The example defines three @app.service_bus_topic_trigger handlers in one function_app.py file. Each handler is bound to the same topic but a different subscription name:

@app.service_bus_topic_trigger(
    arg_name="msg",
    topic_name="orders",
    subscription_name="email",
    connection="ServiceBusConnection",
)
def order_email_handler(msg: func.ServiceBusMessage) -> None:
    payload = _load_order_event(msg)
    logger.info("Order event fan-out handled by email subscription", extra={...})
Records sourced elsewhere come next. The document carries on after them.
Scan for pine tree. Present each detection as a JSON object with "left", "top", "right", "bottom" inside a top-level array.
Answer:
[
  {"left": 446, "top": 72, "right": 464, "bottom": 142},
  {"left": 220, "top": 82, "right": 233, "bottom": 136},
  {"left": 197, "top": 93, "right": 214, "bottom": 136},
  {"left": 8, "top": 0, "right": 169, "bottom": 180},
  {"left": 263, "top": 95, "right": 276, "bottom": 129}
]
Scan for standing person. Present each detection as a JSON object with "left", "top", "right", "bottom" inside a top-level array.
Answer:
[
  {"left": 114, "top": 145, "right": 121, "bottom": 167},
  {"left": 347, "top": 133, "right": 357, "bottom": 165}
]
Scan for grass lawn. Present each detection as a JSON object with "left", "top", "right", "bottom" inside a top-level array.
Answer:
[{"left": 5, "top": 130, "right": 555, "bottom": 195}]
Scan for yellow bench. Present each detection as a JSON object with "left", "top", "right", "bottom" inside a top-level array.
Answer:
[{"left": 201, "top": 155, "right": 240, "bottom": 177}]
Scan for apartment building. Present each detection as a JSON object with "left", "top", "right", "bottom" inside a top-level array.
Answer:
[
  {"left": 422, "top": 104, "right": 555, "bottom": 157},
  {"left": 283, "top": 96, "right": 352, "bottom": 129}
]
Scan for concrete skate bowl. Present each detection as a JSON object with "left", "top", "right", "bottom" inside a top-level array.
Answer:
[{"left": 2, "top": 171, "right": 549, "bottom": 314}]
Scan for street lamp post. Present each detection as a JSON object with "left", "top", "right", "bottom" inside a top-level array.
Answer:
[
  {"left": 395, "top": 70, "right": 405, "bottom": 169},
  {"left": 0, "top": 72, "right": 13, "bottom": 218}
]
All handlers reuse a shared JSON decoder and log context builder so delivery metadata stays consistent across the fan-out branches. The integration matrix for this recipe needs only the logging toolkit:

pyproject.toml
|-- azure-functions
`-- azure-functions-logging-python

Project Structure

examples/messaging-and-pubsub/servicebus_topic_fanout/
|-- function_app.py
|-- host.json
|-- local.settings.json.example
|-- pyproject.toml
`-- README.md

Config

Set these values in local.settings.json when running locally:

Setting Purpose
AzureWebJobsStorage Required by the Functions host for local execution
FUNCTIONS_WORKER_RUNTIME Must be python
ServiceBusConnection Connection string or identity-based Service Bus configuration

Create topic orders and subscriptions email, inventory, and analytics before starting the app.

Run Locally

cd examples/messaging-and-pubsub/servicebus_topic_fanout
pip install -e ".[dev]"
cp local.settings.json.example local.settings.json
func start

Then publish a JSON message to the orders topic from Service Bus Explorer, the Azure CLI, or an existing producer.

Expected Output

[Information] Order event fan-out handled by email subscription
[Information] Order event fan-out handled by inventory subscription
[Information] Order event fan-out handled by analytics subscription

Each log line includes shared message metadata such as order_id, message_id, correlation_id, and delivery_count, but each handler adds its own branch-specific context.

Production Considerations

  • Scaling: each subscription scales independently, so size concurrency and throughput per branch.
  • Filtering: use subscription rules to route only the events each handler needs.
  • Idempotency: every subscriber must tolerate duplicate delivery because Service Bus guarantees at-least-once.
  • Observability: log branch name, message identifiers, and delivery count for each subscription.
  • Security: prefer managed identity with least-privilege Azure Service Bus Data Receiver access.